Il ne m’a pas proposé de boire quelque chose ou de grignoter des chips, mais il s’est éclipsé quelques minutes pour revenir avec un jeu de tarot. Sur la table basse, il a battu les cartes. J’ai regardé les Richelieu qu’il portait. Elles devaient dater des années 70 et n’étaient pas bien cirées. Il m’a regardé droit dans les yeux, a agité le 10 de Carreau, puis l’As de pique, sous mon nez. Il a ouvert la bouche pour dire quelque chose, mais un bip sonore provenant de son téléphone portable lui a scellé les lèvres. En lisant le message qu’il venait de recevoir, il est devenu aussi pâle qu’un macchabée.

-Vite, vite… disparais !

J’allais demander des explications, mais il m’a saisi par le bras. Son empoigne était violente. Il a plaqué sa main velue dans mon dos, et m’a poussé vers la porte. Cette situation m’a parue grotesque, mais aucun mot n’est remonté de mon gosier.

En moins de deux minutes, je me suis retrouvée sur le palier. Perplexe. J’ai commencé à redescendre les escaliers en comptant les marches.

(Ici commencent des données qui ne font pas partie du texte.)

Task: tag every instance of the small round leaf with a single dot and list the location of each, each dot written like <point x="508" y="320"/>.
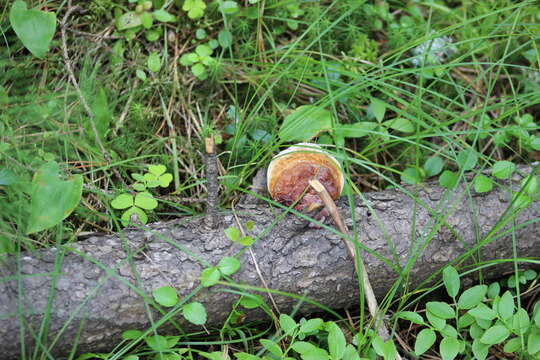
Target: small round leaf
<point x="210" y="276"/>
<point x="145" y="200"/>
<point x="122" y="201"/>
<point x="195" y="313"/>
<point x="228" y="265"/>
<point x="166" y="296"/>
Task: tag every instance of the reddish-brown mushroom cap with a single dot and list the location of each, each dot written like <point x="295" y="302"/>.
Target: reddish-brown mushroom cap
<point x="289" y="173"/>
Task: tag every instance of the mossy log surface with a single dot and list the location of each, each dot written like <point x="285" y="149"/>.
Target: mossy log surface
<point x="97" y="287"/>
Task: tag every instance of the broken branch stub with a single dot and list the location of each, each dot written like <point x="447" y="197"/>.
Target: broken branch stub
<point x="95" y="284"/>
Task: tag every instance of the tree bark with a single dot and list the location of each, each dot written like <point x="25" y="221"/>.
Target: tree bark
<point x="97" y="287"/>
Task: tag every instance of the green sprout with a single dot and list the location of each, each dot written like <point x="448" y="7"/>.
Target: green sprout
<point x="199" y="60"/>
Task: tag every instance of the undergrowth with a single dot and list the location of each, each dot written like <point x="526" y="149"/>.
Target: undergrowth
<point x="401" y="92"/>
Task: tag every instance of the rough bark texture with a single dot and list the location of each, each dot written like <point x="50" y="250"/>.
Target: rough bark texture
<point x="97" y="284"/>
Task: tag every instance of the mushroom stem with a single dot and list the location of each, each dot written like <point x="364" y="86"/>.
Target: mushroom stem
<point x="368" y="290"/>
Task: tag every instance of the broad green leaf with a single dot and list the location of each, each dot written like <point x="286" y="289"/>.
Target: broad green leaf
<point x="424" y="341"/>
<point x="412" y="317"/>
<point x="52" y="199"/>
<point x="272" y="347"/>
<point x="448" y="179"/>
<point x="145" y="200"/>
<point x="482" y="311"/>
<point x="465" y="321"/>
<point x="233" y="233"/>
<point x="472" y="297"/>
<point x="449" y="348"/>
<point x="225" y="38"/>
<point x="228" y="265"/>
<point x="479" y="349"/>
<point x="194" y="8"/>
<point x="449" y="331"/>
<point x="215" y="355"/>
<point x="377" y="108"/>
<point x="536" y="314"/>
<point x="157" y="342"/>
<point x="164" y="16"/>
<point x="7" y="177"/>
<point x="309" y="351"/>
<point x="165" y="180"/>
<point x="152" y="35"/>
<point x="210" y="276"/>
<point x="503" y="169"/>
<point x="138" y="177"/>
<point x="203" y="50"/>
<point x="311" y="325"/>
<point x="493" y="290"/>
<point x="451" y="281"/>
<point x="440" y="309"/>
<point x="229" y="7"/>
<point x="533" y="342"/>
<point x="506" y="305"/>
<point x="200" y="34"/>
<point x="336" y="341"/>
<point x="132" y="211"/>
<point x="356" y="130"/>
<point x="512" y="345"/>
<point x="400" y="124"/>
<point x="128" y="20"/>
<point x="154" y="62"/>
<point x="131" y="334"/>
<point x="433" y="166"/>
<point x="147" y="20"/>
<point x="122" y="201"/>
<point x="251" y="301"/>
<point x="467" y="159"/>
<point x="195" y="313"/>
<point x="495" y="335"/>
<point x="166" y="296"/>
<point x="246" y="356"/>
<point x="172" y="341"/>
<point x="520" y="322"/>
<point x="476" y="331"/>
<point x="287" y="323"/>
<point x="305" y="123"/>
<point x="482" y="183"/>
<point x="484" y="324"/>
<point x="33" y="27"/>
<point x="437" y="322"/>
<point x="151" y="180"/>
<point x="351" y="353"/>
<point x="189" y="59"/>
<point x="199" y="71"/>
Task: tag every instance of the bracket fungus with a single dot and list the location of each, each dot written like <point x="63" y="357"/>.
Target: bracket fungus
<point x="290" y="171"/>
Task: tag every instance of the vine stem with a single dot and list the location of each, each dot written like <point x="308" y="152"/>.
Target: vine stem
<point x="382" y="331"/>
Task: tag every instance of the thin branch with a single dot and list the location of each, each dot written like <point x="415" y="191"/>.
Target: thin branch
<point x="212" y="184"/>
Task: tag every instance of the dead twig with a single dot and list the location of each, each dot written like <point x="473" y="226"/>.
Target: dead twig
<point x="368" y="290"/>
<point x="212" y="184"/>
<point x="257" y="269"/>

C’est mon ‘truc’ lorsque mon cerveau ‘bugge’. Sept, huit, neuf, dix, onze… Il y a onze marches par étage. Au deuxième palier, j’ai croisé une femme. J’étais sûre de l’avoir vue quelque part. Et puis, paf, c’est revenu d’un coup. C’était elle sur la photo de l’étagère de mon futur ex- ‘crush’.